Multi-source translation is an approach to exploit multiple inputs (e.g. in two different languages) to increase translation accuracy. In this paper, we examine approaches for multi-source neural machine translation (NMT) using an incomplete multilingual corpus in which some translations are missing. In practice, many multilingual corpora are not complete due to the difficulty to provide translations in all of the relevant languages (for example, in TED talks, most English talks only have subtitles for a small portion of the languages that TED supports).

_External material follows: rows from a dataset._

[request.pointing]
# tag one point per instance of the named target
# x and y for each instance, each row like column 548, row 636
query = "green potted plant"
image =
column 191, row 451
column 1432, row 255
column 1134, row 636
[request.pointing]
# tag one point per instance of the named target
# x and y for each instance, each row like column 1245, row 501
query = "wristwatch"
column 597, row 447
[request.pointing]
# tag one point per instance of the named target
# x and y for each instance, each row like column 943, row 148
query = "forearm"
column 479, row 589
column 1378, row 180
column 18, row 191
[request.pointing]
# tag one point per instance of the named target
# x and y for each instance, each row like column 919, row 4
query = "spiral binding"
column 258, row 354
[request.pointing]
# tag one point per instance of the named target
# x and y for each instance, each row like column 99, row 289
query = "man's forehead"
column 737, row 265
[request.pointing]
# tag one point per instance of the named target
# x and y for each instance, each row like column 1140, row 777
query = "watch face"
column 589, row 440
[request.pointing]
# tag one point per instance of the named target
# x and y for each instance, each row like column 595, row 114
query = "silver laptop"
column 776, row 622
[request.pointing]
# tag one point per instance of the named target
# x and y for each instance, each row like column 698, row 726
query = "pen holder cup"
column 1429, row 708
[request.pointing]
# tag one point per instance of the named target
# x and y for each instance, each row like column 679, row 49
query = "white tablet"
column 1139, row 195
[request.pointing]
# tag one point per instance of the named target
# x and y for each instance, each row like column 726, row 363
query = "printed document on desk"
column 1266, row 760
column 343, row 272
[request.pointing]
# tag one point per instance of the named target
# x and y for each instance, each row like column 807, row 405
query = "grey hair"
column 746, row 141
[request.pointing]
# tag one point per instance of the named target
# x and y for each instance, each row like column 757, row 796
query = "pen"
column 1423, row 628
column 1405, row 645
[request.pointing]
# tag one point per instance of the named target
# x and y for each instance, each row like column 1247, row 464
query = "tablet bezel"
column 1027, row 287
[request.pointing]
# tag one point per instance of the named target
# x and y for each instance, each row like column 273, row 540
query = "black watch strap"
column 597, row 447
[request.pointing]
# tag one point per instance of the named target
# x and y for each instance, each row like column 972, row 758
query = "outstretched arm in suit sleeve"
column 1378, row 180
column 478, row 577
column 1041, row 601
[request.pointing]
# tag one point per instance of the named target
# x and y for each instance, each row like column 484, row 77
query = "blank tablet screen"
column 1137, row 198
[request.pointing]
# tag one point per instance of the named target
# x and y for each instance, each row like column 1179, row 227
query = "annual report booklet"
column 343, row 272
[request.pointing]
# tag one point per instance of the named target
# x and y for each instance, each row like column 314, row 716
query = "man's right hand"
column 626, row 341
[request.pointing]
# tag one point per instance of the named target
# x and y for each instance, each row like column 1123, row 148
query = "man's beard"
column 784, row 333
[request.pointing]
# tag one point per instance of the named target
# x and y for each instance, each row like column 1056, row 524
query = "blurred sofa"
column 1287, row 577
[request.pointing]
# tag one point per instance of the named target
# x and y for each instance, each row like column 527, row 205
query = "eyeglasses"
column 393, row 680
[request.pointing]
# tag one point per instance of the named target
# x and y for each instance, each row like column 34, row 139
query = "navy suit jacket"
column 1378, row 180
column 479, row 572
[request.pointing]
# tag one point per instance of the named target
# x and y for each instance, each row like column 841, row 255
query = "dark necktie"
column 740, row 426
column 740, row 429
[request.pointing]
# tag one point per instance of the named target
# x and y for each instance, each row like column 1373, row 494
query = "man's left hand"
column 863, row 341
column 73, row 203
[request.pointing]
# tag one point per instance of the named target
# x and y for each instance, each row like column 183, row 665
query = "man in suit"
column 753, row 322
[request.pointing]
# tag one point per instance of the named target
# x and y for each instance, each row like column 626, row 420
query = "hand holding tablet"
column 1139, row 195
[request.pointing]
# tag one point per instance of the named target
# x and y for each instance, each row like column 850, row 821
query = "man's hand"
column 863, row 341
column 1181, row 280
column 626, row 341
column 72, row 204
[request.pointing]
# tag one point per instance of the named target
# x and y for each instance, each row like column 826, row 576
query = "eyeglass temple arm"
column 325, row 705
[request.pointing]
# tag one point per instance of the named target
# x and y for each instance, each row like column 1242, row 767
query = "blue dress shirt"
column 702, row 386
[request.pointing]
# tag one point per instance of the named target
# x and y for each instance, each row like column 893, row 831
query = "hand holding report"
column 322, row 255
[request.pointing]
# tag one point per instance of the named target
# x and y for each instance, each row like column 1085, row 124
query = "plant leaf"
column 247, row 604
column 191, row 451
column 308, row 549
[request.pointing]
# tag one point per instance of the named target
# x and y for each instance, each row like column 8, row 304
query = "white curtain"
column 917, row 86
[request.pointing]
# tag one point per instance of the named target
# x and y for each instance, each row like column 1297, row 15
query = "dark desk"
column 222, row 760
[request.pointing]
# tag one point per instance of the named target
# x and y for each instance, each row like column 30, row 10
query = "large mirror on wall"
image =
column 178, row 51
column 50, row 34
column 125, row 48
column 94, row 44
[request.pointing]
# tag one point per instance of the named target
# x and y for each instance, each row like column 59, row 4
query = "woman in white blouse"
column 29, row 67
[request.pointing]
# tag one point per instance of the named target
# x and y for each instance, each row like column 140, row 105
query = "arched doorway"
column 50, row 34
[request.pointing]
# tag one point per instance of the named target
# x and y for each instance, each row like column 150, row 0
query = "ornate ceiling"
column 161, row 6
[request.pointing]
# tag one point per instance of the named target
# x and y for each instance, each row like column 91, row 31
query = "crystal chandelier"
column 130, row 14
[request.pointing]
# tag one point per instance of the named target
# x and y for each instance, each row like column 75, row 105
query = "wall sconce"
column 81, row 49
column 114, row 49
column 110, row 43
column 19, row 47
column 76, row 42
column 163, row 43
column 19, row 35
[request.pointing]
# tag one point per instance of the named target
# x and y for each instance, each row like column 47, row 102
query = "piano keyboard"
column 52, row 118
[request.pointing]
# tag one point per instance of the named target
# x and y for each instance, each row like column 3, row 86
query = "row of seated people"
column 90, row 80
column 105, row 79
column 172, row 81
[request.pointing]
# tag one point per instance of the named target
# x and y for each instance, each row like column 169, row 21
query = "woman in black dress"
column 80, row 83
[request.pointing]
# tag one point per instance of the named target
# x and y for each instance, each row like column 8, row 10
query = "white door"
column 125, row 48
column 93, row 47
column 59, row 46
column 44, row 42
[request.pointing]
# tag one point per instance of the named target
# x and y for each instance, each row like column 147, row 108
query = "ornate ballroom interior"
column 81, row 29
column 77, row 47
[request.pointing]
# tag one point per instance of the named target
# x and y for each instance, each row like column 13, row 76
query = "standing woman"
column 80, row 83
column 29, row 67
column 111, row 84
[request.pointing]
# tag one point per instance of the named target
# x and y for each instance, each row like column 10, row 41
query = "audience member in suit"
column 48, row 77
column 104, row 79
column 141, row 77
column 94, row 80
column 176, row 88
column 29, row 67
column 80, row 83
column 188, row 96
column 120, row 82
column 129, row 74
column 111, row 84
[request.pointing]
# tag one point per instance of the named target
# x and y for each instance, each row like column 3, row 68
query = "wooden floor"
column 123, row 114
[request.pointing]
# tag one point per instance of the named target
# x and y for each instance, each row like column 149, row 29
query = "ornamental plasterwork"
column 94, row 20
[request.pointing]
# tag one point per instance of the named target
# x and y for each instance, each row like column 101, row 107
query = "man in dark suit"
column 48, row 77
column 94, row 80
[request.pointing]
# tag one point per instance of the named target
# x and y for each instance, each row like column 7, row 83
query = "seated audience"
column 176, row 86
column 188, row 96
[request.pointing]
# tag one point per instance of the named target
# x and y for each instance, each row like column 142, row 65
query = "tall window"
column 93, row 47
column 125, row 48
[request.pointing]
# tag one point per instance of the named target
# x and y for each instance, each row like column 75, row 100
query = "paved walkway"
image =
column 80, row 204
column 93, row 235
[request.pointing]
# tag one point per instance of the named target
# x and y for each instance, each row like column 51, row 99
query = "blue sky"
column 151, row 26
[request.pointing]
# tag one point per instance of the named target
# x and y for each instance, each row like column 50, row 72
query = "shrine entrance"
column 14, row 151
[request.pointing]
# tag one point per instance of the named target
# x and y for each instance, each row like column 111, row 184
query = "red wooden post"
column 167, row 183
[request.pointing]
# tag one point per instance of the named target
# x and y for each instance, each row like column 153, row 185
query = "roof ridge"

Existing studies on multi-source translation did not explicitly handle such situations. This study focuses on the use of incomplete multilingual corpora in multi-encoder NMT and mixture of NMT experts and examines a very simple implementation where missing source translations are replaced by a special symbol <NULL>. These methods allow us to use incomplete corpora both at training time and test time. In experiments with real incomplete multilingual corpora of TED Talks, the multi-source NMT with the <NULL> tokens achieved higher translation accuracies measured by BLEU than those by any one-to-one NMT systems.